Jones summarizes the CPAA position as supporting “the idea that there could be some law to prohibit polygamy, but that it could not include the secular, egalitarian multipartner relationships that their membership idealized.”
Ince argued before Bauman that the ban on the formalization of polyamorous relationships violated freedom of expression in as much as “the public celebration of a polyamorous relationship affirms the value and legitimacy of the union. It is also an expression of love and commitment.”
Bauman disagreed. But he still differentiated between polygamy and polyamory in his ruling.
“For fundamentalist Mormons, polygamy is a fundamental spiritual principle through which they fulfill God’s plan,” Bauman said. “For polyamorists, the ability to live in a family with the people they love is essential.”
Bauman said the consensual and sex-positive nature of relationships are important tenets of polyamory. He also found that many polyamorists live mainstream lives fully integrated with their communities.

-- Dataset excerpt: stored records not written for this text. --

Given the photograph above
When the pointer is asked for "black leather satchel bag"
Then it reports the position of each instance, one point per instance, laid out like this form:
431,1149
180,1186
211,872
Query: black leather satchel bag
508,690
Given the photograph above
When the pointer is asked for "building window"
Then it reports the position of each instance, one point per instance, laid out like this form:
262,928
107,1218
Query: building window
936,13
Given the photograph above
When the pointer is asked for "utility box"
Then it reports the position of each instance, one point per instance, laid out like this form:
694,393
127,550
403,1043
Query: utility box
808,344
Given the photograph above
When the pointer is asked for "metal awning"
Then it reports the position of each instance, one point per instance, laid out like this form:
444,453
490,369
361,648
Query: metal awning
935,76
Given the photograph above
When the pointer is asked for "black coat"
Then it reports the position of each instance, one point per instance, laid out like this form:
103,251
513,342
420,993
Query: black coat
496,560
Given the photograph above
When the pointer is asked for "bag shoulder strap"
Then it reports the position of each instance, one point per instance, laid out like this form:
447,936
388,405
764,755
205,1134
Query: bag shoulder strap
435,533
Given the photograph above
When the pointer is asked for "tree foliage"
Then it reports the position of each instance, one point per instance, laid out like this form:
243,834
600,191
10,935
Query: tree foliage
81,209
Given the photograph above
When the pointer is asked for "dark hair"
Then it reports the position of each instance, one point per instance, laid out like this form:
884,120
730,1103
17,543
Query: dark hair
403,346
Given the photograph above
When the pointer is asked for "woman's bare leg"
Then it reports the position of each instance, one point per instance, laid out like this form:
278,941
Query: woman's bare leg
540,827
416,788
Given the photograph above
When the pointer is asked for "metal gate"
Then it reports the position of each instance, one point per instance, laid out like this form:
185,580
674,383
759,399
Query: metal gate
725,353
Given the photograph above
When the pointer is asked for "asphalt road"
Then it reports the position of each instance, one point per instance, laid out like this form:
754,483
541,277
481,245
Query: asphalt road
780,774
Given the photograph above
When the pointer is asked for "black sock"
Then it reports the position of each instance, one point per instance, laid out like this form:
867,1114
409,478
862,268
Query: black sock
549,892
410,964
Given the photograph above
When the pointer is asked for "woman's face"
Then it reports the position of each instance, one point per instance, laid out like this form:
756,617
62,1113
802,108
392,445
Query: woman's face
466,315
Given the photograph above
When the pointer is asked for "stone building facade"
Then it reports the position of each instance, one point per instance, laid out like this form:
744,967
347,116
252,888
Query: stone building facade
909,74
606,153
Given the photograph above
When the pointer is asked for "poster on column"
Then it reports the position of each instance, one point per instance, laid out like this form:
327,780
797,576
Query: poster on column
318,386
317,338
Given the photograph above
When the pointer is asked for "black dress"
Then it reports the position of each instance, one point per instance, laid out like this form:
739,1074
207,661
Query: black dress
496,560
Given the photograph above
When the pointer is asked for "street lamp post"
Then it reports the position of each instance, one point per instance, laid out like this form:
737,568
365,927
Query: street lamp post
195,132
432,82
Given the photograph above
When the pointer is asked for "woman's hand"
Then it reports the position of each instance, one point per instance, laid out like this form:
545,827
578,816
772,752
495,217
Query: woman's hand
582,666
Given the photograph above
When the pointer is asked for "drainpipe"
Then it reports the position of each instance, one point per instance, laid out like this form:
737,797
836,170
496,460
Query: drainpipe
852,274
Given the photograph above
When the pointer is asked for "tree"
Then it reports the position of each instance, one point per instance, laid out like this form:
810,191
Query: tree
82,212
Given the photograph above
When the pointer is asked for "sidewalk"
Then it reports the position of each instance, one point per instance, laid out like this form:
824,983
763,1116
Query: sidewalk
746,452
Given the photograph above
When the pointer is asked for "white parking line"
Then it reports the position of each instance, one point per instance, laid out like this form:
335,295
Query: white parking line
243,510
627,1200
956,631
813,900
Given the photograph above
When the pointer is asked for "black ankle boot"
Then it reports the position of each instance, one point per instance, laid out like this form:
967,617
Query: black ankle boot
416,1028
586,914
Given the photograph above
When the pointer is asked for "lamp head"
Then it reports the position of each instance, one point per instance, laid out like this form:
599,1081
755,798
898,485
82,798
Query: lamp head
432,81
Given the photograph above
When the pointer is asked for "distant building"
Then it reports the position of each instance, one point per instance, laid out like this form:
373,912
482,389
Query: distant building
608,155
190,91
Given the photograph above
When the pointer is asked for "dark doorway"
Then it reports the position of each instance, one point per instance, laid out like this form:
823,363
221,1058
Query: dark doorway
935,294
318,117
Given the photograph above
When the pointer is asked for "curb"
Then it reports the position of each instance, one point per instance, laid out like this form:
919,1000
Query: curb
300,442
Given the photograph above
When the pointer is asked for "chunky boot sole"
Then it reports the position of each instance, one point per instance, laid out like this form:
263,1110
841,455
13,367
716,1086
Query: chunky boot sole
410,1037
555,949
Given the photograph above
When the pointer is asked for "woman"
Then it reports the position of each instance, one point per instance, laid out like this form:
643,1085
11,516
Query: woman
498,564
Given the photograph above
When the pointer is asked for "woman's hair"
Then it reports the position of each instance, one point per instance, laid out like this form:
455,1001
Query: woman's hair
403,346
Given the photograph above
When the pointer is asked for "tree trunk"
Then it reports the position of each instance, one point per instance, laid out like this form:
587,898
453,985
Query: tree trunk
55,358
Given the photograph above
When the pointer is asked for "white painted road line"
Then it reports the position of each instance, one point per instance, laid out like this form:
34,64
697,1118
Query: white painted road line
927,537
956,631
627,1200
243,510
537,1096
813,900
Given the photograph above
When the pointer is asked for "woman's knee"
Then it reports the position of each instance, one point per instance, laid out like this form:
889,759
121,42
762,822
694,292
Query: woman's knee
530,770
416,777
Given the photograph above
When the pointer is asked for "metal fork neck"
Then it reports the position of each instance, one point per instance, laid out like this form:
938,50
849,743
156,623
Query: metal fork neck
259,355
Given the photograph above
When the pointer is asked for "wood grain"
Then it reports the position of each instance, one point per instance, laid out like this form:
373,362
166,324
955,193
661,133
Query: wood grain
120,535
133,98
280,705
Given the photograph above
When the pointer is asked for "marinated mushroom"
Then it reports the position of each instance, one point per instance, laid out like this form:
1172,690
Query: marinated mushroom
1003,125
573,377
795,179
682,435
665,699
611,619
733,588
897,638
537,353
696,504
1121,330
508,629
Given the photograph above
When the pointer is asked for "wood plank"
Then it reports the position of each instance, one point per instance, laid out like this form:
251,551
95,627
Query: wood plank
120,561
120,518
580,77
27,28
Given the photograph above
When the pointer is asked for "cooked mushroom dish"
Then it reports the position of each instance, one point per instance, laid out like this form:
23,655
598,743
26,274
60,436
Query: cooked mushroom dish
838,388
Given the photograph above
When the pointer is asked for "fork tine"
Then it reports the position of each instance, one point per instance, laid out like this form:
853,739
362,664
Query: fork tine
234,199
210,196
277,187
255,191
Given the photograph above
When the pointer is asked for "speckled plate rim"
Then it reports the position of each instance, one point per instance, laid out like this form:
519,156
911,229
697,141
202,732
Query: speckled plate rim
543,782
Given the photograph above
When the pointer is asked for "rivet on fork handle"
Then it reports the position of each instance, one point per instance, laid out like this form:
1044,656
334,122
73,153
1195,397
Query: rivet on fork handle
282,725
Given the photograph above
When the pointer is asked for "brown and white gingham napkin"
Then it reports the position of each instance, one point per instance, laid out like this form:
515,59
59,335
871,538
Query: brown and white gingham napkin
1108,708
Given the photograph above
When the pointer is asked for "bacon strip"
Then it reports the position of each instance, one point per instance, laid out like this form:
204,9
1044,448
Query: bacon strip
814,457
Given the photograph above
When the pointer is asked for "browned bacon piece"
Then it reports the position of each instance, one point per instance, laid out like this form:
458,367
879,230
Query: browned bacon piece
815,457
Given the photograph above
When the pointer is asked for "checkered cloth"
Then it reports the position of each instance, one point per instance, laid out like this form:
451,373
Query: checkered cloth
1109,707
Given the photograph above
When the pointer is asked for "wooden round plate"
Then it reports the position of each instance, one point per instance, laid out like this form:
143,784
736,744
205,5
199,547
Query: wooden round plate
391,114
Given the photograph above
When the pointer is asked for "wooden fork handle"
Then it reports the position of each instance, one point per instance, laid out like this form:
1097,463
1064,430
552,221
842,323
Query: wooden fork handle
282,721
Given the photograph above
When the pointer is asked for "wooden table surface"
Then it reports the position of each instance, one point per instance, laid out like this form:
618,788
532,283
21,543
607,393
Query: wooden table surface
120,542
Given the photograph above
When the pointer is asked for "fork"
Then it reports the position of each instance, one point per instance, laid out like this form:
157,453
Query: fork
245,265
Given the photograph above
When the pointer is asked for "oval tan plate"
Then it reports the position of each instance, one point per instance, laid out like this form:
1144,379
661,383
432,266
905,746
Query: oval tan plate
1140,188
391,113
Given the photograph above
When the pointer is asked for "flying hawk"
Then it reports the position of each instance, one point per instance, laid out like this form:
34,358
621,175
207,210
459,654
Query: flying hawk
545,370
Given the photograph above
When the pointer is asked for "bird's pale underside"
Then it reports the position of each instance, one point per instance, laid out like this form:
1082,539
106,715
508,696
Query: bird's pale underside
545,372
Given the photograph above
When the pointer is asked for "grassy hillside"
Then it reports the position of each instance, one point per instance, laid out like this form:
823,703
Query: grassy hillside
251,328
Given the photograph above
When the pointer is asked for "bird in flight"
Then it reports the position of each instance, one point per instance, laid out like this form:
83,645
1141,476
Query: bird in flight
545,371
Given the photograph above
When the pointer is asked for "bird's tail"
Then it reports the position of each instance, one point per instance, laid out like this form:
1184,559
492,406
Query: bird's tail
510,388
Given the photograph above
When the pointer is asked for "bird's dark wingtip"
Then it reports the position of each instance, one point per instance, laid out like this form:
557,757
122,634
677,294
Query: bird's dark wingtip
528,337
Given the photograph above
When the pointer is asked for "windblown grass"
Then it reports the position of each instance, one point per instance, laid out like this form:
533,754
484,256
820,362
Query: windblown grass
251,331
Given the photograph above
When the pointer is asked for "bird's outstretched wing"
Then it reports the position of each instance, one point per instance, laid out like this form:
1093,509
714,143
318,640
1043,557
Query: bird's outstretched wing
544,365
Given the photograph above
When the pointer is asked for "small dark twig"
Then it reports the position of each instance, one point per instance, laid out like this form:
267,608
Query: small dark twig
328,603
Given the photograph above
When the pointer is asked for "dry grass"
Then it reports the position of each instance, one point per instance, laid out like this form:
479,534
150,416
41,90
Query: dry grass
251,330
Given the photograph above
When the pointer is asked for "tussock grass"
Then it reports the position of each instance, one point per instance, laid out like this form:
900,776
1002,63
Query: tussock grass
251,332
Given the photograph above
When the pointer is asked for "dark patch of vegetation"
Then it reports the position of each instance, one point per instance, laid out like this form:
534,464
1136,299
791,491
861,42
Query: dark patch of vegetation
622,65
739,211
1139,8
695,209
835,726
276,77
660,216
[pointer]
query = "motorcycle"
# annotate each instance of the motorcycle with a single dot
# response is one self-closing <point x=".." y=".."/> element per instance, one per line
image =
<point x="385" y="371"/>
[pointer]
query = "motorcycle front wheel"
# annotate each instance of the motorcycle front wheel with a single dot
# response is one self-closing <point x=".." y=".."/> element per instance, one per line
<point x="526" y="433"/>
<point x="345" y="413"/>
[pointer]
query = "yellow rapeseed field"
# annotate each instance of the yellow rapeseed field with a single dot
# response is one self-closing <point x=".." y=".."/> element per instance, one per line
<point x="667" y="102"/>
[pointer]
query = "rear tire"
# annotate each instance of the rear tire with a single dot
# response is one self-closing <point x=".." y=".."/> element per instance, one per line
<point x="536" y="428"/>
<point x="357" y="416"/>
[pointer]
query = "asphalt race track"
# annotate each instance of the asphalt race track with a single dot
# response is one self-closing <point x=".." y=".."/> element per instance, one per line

Ince welcomed Bauman’s decision as a relief to polyamorists whose lives and relationships were validated and found not to be illegal.
In the end, Bauman would hear and consider what he called “the most comprehensive judicial record on the subject ever produced,” Jones says.
Jones’s book, when read in tandem with Bramham’s history of the FLDS in Canada, The Secret Lives of Saints, and Bauman’s comprehensive ruling, provides an excellent overview of the context and law on polygamy in Canada.